Prem Kumar Khatiwara, 48, will replace the former Druk Phuensum Tshogpa (DPT) candidate Hemant Gurung to contest from Lhamoizingkha- Tashiding constituency of Dagana Dzongkhag.
Holding a B.Ed. Secondary (Mathematics/Physics) degree, he has worked in various schools like Yangchenphug Higher Secondary School, Nima Higher Secondary School and Pelkhil School where he taught classes X-XII.
He said that his decision to join politics was not a planned move but he believes many things happen for the first time in one’s life for a reason.
Citing his reason for joining DPT, he said, that the party’s vision of equity and justice, in itself is inspiring for every Bhutanese who loves his or her country. “The way decisions are made with the consensus of all the DPT well-wishers rather than just the elected members is a sign of true democracy practiced by the party,” he said.
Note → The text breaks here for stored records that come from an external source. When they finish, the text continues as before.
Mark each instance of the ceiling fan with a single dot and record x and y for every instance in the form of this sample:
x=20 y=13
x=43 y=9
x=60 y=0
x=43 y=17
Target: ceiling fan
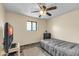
x=44 y=10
Prem Kumar Khatiwara said that he joined politics because he believes that he can make a difference.
“ For instance, it is my dream to have urban to rural migration one day though it might take some time.”
He added that he has adequate knowledge of agriculture and forestry as he is a farmers’ son.
“Additionally, I have some knowledge of engineering as I worked as a menial worker, a helper to a mason and became a mason myself. I now know the importance of education for a country as I spent 23 years in teaching as well. The experience I have can be utilized for the upliftment of my birthplace which is my constituency.”
Prem Kumar Khatiwara has witnessed how people from Nichula Gewog where he is from risked their lives to visit the Basic Health Unit across the swollen Sunkosh River.
He narrated how four months of summer would cut off the gewog from the rest of the country unless people risked their lives crossing the river in a boat.
“The same river is devouring Lhamoizingkha every summer. The controversial and ill-fated Dalbaari road is producing stones and rocks which is hampering the environment, killing the trees and turning some areas into deserts. The same rocks and stones that could have been used to protect Lhamoizingkha from getting washed away by the Sunkosh river are getting deposited uselessly on the river bank,” he said, “When I requested some officials to do something about it, they laughed at me. This incident taught me the lesson that if you are in mainstream politics, it can make a huge difference.”